Hello everyone, I recently upgraded to version Version 1.10.3 (SVN Rev 53022 from /trunk-1.10) from version 1.7.1 and have noticed that the when dissecting coap7-coap8 messages are not being decoded correctly. Specifically I am referring to the first option of all COAP messages [coap-problem.pcapng]. Is there a way to "downgrade" the dissector? I imagine the right way to go about it is to update/fix the dissector. However I am a complete beginner when it comes to how to do this. asked 12 Nov '13, 19:06  maguirre edited 12 Nov '13, 19:15  Bill Meier ♦♦ |
One Answer:
If you are running on Windows, you can just re-install an earlier version of Wireshark. (The existing version will be removed). (or: do an uninstall first before installing the new version). (See the download section of wireshark.org for older Windows versions). If you are running on a different platform, I would expect that you should be able to uninstall Wireshark and then install a previous version using tools/repositories available on that platform. (I'm assuming that the Wireshark 1.7 being used was not built manually [which may be an incorrect assumption]). In any case, version 1.7.1 was a development Wireshark version; I suggest you try the latest "old stable release": v 1.8.11 Also: if you feel that there's been a regression, please file a bug report at bugs.wireshark.org with the details and attach the capture file. That way the issue can be tracked and addressed as needed. answered 12 Nov '13, 19:24 Bill Meier ♦♦ edited 12 Nov '13, 19:36 |
It appears that there have been a number of updates to the COAP dissector (some of which which appeared in Wireshark 1.10) to reflect changes in the spec.

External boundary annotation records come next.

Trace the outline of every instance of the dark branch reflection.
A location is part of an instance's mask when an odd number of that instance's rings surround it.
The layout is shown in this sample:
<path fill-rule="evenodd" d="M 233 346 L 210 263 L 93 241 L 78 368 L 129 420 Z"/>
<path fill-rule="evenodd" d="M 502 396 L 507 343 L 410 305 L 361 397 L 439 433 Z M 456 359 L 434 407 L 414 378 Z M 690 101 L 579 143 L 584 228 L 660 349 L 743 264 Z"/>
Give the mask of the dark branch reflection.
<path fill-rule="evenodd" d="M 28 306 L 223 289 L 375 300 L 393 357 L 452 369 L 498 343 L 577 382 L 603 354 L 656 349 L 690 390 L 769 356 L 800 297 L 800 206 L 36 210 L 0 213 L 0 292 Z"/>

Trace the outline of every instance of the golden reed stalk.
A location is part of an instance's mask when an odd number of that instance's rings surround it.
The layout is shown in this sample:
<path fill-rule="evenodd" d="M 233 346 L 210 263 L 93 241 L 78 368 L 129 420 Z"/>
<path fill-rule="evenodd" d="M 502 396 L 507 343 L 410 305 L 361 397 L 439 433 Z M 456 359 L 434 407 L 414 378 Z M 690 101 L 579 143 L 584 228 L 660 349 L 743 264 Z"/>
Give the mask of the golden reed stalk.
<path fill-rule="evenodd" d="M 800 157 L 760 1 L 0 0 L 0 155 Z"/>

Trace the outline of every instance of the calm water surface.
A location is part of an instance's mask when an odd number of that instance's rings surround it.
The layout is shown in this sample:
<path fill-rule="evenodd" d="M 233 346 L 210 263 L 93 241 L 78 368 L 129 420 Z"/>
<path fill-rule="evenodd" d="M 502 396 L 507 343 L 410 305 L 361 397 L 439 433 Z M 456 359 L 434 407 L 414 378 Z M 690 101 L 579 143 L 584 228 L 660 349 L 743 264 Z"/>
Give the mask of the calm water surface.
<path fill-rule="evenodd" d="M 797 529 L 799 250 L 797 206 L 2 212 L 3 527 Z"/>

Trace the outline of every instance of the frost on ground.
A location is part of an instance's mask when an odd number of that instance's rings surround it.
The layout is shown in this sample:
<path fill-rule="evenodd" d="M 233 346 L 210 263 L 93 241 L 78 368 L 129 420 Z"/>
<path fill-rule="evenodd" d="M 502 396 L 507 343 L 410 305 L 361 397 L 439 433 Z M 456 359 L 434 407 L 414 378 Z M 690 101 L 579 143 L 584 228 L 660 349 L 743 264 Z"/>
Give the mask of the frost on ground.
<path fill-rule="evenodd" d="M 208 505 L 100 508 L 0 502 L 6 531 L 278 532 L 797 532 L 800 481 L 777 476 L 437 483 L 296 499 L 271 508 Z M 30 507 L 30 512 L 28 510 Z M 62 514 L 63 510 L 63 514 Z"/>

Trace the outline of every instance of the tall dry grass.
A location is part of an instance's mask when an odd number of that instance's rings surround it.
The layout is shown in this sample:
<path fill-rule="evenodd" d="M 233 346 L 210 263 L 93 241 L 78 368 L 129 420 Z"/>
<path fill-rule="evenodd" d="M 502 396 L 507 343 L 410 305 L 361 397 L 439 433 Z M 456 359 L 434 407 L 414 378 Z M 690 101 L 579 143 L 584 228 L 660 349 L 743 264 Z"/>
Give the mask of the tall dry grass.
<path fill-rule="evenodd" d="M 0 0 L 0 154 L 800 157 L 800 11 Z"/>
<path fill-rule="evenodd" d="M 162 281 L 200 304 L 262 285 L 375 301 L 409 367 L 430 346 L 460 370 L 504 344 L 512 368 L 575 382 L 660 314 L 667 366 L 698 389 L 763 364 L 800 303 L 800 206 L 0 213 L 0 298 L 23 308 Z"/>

(See some of the "commit log" entries below.
Are there different implementations of COAP "in the wild" such that the dissector needs to be able to handle different versions ??
Based upon the comments in the Wireshark COAP dissector source, it appears that the COAP versions supported by Wireshark are as follows:
=============
(Some commit log entries for the COAP dissector).
r49882 | 2013-06-11 01:31:10 -0400
There were some changes in how to specify the length or give a bigger option delta. This is now implemented how it is specified in CoAP draft 17. https://bugs.wireshark.org/bugzilla/show_bug.cgi?id=8780
r49881 | 2013-06-11 01:27:47 -0400
There is no option length attribute any more there is just the end of options marker. https://bugs.wireshark.org/bugzilla/show_bug.cgi?id=8780
r49880 | 2013-06-11 01:23:52 -0400
The field named Transaction ID is named Message ID in the RFC draft version 17 https://bugs.wireshark.org/bugzilla/show_bug.cgi?id=8780
r49879 | 2013-06-11 01:20:33 -0400
The token is not an option any more, but it is now in the main header. This was done between CoAP draft 12 and 13 and still exists in CoAP draft 17.
https://bugs.wireshark.org/bugzilla/show_bug.cgi?id=8780
r48471 | 2013-03-21 20:12:44 -0400
via https://bugs.wireshark.org/bugzilla/show_bug.cgi?id=8070
Update CoAP dissector to the latest spec from the IETF, and make several more fields filterable.
CoAP has been an approved standard since 2013-07-11 (draft-ietf-core-coap-18), and there is little point in keeping support for pre-13 versions of the protocol around. Note that -13 to -18 are essentially the same except for the Accept option, and with a little tweak to the Accept option you might even support both the option number 16 used in -13 to -17 and the option number 17 that is the approved standard.
If you really need any pre-13 versions, it is probably best to use the Lua dissector to continue support for old versions of CoAP.
Thanks Bill, It appears the standard changed so much that now the dissector doesn't quite understand COAP-7-8. While I think it makes sense to stay using older versions until my devices implement the latest Coap Standard. However given that the work was already done wouldn't it make sense to support several versions of the standard by using different dissectors?